America’s aging population is depressed, miserable, and just generally emotionally, psychologically, and physically weaker than people of the same age around the world. And it’s all for the exact reason you can probably deduce without having to think too hard about it.
According to research published in Current Directions in Psychological Science, Americans between 50 and 65 are getting lonelier, more depressed, and physically weaker. They’re even showing worse memory than previous generations, and they’re all much worse off than their peers in other wealthy countries.
This is measurable and based on decades of international data. Taken together, the findings indicate that Americans are trending downward across multiple indicators. Middle-aged Americans were lonelier, more depressive, had worse memories, and had far weaker grip strength than middle-aged people in, for instance, northern Europe. Even the lives of middle-aged people in countries like England and Mexico are steadily improving, while American middle-aged folks are falling precipitously.
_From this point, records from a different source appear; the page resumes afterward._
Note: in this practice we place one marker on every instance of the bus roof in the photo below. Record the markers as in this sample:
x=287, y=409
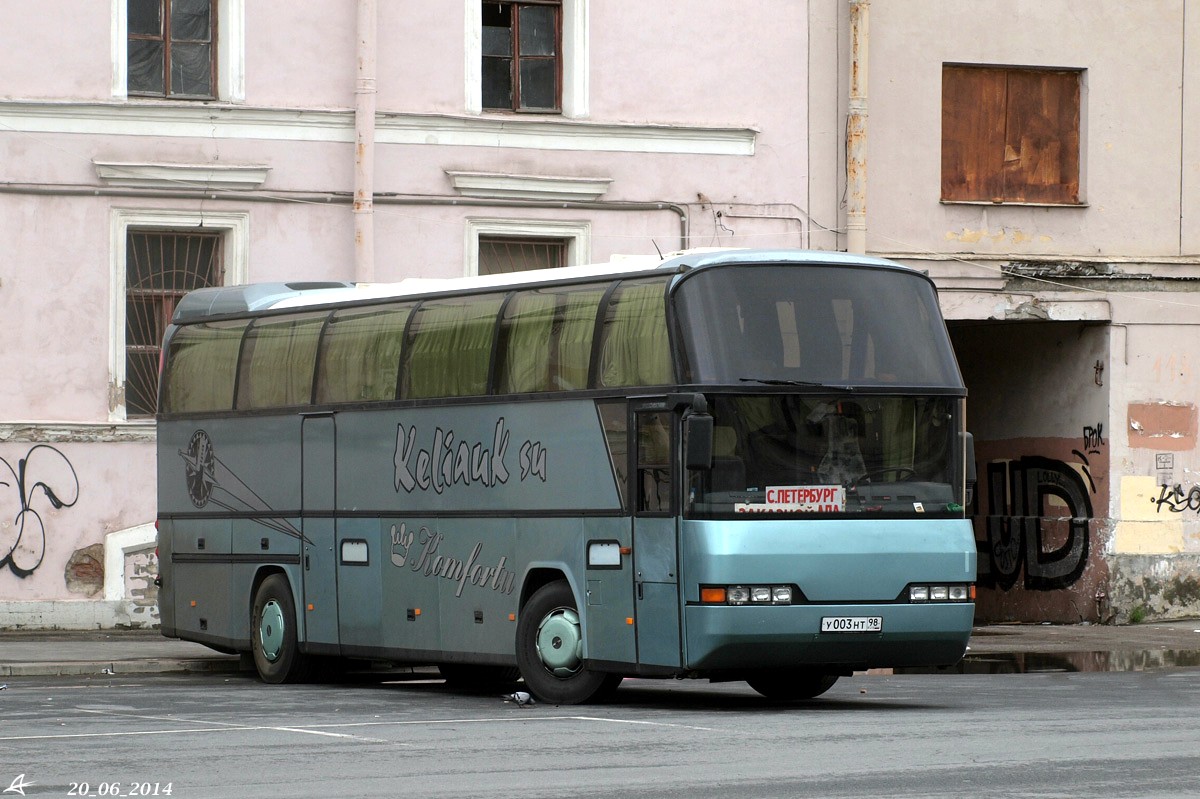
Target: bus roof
x=232, y=300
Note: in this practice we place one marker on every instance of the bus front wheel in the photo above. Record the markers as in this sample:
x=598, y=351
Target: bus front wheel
x=550, y=649
x=277, y=656
x=791, y=684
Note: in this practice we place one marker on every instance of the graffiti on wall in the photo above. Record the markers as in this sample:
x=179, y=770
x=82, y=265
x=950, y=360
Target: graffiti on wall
x=42, y=480
x=1038, y=520
x=1177, y=500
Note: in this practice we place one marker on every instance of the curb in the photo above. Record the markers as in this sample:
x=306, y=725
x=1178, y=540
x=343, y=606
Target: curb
x=109, y=668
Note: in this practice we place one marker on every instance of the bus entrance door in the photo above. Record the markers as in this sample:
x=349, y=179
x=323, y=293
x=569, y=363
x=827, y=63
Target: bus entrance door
x=655, y=536
x=318, y=503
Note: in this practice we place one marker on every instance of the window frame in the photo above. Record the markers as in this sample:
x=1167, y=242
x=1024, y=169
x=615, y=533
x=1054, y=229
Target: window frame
x=229, y=43
x=235, y=268
x=577, y=236
x=996, y=131
x=574, y=60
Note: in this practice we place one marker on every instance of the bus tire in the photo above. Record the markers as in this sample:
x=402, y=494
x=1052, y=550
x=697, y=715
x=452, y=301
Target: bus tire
x=273, y=624
x=789, y=684
x=550, y=644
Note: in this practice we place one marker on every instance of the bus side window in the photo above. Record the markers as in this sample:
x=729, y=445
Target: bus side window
x=360, y=355
x=202, y=367
x=279, y=361
x=654, y=462
x=546, y=342
x=613, y=416
x=634, y=347
x=450, y=347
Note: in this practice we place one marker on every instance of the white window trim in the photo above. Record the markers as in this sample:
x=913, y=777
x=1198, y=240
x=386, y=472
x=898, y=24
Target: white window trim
x=576, y=58
x=231, y=49
x=577, y=234
x=235, y=252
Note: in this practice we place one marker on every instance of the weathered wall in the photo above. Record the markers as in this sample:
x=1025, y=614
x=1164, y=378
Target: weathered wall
x=1156, y=548
x=1038, y=413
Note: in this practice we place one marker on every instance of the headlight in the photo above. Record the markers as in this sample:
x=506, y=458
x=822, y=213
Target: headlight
x=943, y=593
x=747, y=594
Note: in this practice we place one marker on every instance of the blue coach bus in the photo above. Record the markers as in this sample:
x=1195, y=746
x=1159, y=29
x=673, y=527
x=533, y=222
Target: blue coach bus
x=727, y=464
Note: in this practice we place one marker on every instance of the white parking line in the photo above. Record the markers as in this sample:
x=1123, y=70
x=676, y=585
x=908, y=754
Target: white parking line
x=324, y=728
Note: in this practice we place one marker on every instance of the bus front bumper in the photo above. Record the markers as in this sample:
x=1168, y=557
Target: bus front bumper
x=750, y=637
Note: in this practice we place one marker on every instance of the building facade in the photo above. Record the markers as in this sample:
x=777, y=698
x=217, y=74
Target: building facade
x=1042, y=161
x=1037, y=158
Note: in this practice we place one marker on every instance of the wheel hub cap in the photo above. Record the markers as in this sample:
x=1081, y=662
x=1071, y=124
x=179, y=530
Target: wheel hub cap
x=270, y=630
x=561, y=642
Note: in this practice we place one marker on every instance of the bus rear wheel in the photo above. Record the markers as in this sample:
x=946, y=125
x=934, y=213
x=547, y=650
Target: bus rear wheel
x=273, y=624
x=791, y=684
x=550, y=649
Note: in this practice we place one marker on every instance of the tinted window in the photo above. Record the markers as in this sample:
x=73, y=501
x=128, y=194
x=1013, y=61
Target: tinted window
x=814, y=324
x=202, y=366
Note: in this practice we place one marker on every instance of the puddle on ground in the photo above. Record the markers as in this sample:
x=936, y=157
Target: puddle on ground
x=1069, y=661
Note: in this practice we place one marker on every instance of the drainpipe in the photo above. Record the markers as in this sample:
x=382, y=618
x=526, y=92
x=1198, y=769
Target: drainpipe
x=856, y=128
x=364, y=144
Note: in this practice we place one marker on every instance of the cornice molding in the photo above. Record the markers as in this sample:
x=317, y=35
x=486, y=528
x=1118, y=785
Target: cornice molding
x=48, y=432
x=531, y=187
x=175, y=175
x=229, y=121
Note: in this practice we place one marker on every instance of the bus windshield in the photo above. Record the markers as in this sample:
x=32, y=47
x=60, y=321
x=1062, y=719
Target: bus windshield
x=809, y=325
x=828, y=455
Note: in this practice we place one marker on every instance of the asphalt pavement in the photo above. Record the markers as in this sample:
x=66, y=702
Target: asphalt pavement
x=993, y=648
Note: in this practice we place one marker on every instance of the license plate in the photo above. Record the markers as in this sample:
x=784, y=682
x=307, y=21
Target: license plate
x=852, y=624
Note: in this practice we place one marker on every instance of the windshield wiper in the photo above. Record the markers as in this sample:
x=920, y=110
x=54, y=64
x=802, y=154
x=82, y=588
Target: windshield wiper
x=797, y=383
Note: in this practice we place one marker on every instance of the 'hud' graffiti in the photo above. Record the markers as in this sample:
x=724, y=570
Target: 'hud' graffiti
x=1044, y=498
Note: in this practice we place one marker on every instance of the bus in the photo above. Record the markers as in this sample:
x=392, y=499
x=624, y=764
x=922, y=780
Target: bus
x=729, y=464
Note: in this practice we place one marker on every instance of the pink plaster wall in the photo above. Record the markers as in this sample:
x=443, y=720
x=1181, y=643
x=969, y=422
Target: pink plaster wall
x=100, y=490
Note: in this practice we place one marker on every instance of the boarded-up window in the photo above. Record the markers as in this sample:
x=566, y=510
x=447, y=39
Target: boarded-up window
x=503, y=254
x=1011, y=134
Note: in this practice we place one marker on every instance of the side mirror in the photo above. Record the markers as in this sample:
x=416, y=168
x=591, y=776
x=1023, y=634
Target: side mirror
x=697, y=440
x=972, y=474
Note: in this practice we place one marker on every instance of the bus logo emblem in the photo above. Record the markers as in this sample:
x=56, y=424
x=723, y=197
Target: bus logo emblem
x=199, y=463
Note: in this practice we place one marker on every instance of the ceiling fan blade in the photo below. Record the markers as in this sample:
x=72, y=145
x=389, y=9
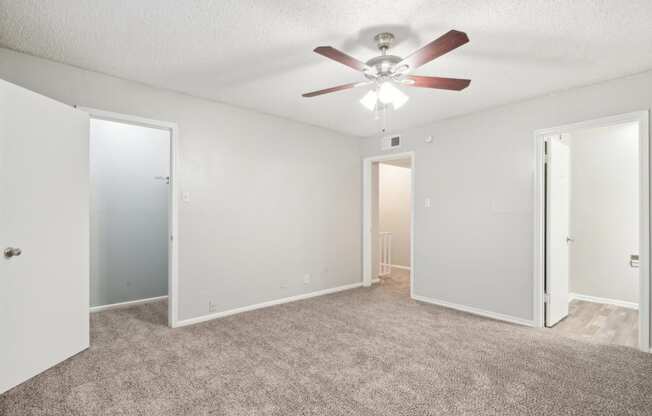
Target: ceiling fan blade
x=437, y=82
x=438, y=47
x=341, y=57
x=334, y=89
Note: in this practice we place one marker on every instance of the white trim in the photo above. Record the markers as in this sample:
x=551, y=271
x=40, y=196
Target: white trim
x=173, y=223
x=604, y=301
x=475, y=311
x=204, y=318
x=367, y=228
x=398, y=266
x=128, y=304
x=642, y=117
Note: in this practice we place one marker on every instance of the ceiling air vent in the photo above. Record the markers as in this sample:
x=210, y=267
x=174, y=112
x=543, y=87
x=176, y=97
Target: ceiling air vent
x=390, y=142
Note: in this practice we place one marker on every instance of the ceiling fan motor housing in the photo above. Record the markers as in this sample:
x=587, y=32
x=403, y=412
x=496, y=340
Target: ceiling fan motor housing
x=383, y=67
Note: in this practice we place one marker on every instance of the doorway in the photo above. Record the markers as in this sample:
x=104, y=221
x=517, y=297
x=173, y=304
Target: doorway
x=132, y=212
x=593, y=214
x=388, y=218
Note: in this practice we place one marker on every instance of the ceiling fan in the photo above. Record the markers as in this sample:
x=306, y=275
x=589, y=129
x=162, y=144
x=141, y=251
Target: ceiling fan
x=386, y=70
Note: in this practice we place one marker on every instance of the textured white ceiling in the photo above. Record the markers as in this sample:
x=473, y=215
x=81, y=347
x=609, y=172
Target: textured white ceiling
x=258, y=54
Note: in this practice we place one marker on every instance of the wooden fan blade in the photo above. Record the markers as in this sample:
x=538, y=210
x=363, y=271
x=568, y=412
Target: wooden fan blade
x=341, y=57
x=334, y=89
x=436, y=48
x=437, y=82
If you guessed that literally everything about the United States is the problem here, you are correct.
The researchers say that, compared to other wealthy nations, the United States has weaker social safety nets, higher income inequality, and less investment and family support systems. Places like Germany and Sweden offer childcare subsidies, parental leave, and direct financial support from the government. Meanwhile, the United States has an “every man for himself” philosophy that hurts everyone and helps no one.
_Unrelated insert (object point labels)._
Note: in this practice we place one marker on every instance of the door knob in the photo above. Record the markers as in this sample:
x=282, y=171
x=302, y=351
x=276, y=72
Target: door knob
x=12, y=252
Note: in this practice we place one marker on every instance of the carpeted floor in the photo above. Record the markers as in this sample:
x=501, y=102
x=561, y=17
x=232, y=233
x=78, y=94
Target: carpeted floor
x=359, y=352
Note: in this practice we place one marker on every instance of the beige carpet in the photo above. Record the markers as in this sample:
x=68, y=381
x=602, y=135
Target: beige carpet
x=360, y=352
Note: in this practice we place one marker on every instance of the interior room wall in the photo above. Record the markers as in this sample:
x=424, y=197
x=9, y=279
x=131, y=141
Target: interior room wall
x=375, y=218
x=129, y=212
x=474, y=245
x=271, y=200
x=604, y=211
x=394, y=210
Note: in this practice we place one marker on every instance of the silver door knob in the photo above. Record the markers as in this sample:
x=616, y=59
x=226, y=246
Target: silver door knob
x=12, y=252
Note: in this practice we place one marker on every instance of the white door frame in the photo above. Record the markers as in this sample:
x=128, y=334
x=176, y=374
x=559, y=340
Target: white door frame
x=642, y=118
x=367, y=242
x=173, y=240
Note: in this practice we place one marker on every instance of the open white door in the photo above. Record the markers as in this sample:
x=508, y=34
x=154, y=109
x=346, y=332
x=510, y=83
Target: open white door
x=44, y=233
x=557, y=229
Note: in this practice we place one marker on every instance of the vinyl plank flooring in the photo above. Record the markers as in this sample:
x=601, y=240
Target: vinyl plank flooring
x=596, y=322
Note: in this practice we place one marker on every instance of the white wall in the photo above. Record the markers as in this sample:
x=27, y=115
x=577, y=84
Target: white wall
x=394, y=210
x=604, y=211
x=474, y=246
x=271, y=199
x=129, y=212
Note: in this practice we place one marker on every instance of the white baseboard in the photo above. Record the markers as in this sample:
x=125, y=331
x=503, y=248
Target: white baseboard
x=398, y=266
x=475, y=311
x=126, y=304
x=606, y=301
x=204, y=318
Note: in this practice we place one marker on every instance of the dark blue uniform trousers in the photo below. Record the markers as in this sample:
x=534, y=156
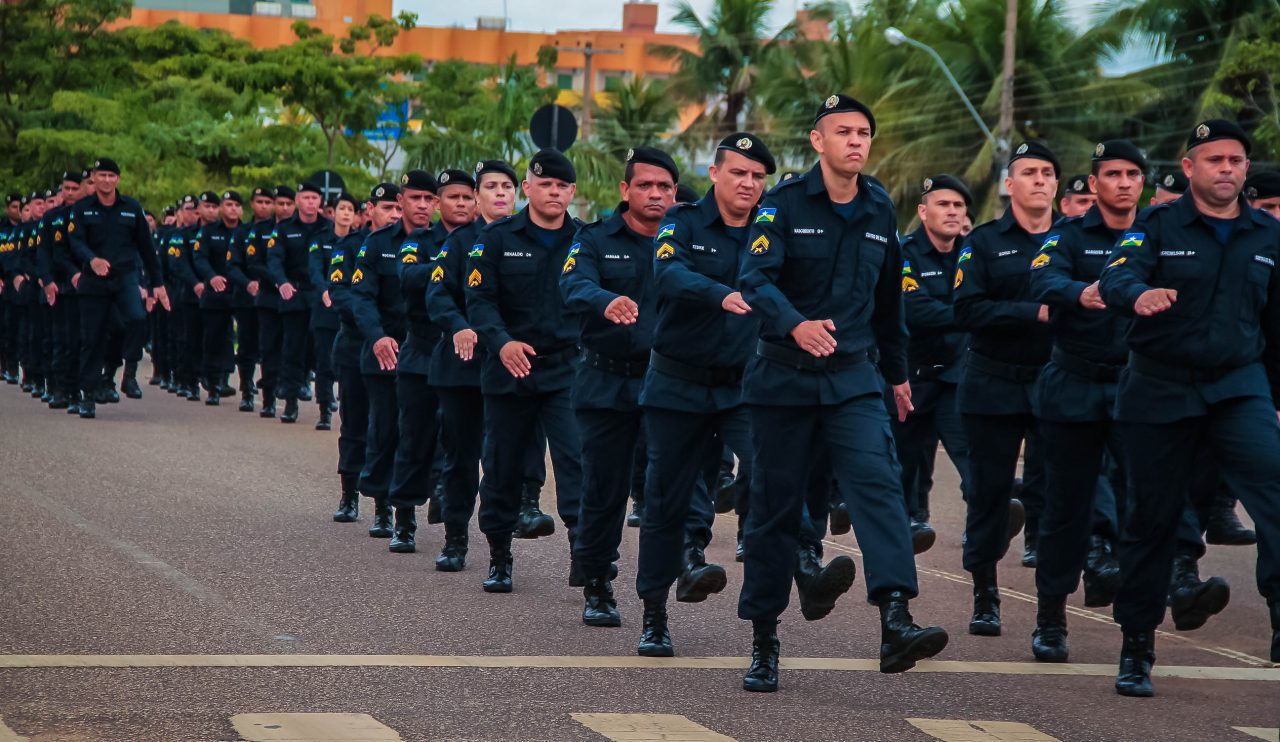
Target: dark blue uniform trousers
x=415, y=450
x=684, y=449
x=511, y=425
x=787, y=442
x=1160, y=458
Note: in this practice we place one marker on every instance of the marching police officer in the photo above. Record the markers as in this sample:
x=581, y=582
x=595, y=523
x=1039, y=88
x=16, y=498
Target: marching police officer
x=112, y=242
x=935, y=353
x=607, y=279
x=515, y=306
x=1200, y=278
x=1010, y=344
x=823, y=271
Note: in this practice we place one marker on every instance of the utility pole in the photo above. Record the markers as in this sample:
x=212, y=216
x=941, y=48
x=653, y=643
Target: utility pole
x=588, y=51
x=1006, y=101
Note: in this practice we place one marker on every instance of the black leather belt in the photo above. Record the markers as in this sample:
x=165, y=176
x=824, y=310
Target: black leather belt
x=804, y=361
x=713, y=376
x=1182, y=374
x=1083, y=367
x=626, y=367
x=1008, y=371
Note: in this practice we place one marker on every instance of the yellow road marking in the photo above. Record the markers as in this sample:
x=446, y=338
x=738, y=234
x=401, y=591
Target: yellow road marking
x=312, y=728
x=648, y=728
x=589, y=662
x=1260, y=732
x=956, y=731
x=8, y=734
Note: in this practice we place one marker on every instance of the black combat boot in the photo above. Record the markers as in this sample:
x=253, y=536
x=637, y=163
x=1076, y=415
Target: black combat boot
x=699, y=578
x=453, y=554
x=821, y=586
x=533, y=522
x=1101, y=573
x=382, y=527
x=599, y=607
x=406, y=527
x=654, y=636
x=1137, y=656
x=1048, y=641
x=1224, y=526
x=1192, y=601
x=903, y=642
x=762, y=677
x=499, y=567
x=986, y=603
x=348, y=507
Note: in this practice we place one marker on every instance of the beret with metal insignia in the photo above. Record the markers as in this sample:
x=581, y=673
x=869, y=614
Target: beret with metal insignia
x=749, y=146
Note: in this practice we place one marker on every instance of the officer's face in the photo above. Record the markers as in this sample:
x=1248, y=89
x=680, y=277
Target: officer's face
x=549, y=197
x=1032, y=183
x=1216, y=170
x=739, y=182
x=1118, y=184
x=457, y=205
x=944, y=213
x=650, y=192
x=496, y=196
x=844, y=141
There is also the matter of healthcare. Where all these other countries have some form of public health insurance that covers most, if not all, of their citizens, the United States has a bizarre, Byzantine patchwork of wildly expensive, inconsistent private insurance systems with a few woefully underfunded public systems mixed in. There’s also the pesky little fact that so much of American insurance is tied to employment, and that many Americans who are functionally employed full-time are considered contract workers and therefore cannot get insurance through the company that is ostensibly their employer.
There are other factors at play, such as the fact that middle-aged people in other wealthy countries don’t move as often as Americans do, which prevents Americans from forming long-term ties to their local communities. And then there’s the fact that, since the US economy and job market have been hitting younger Americans especially hard, middle-aged Americans have to financially support them while also caring for their own elderly parents. Add all sorts of negative economic factors like the rising cost of housing and stagnant wages, and you’ve got a generation of middle-aged Americans who are falling apart at the seams in every conceivable way.
When you read stuff like this, it’s good to keep in mind that all of this is a choice. If it’s happening in one place and not happening in a bunch of other places, those other places clearly chose to ensure that this kind of thing cannot and should not happen on their turf. Sadly, and unfortunately, in the United States, our leaders are dead set on ensuring that it absolutely does and will continue to happen for as long as they are in control.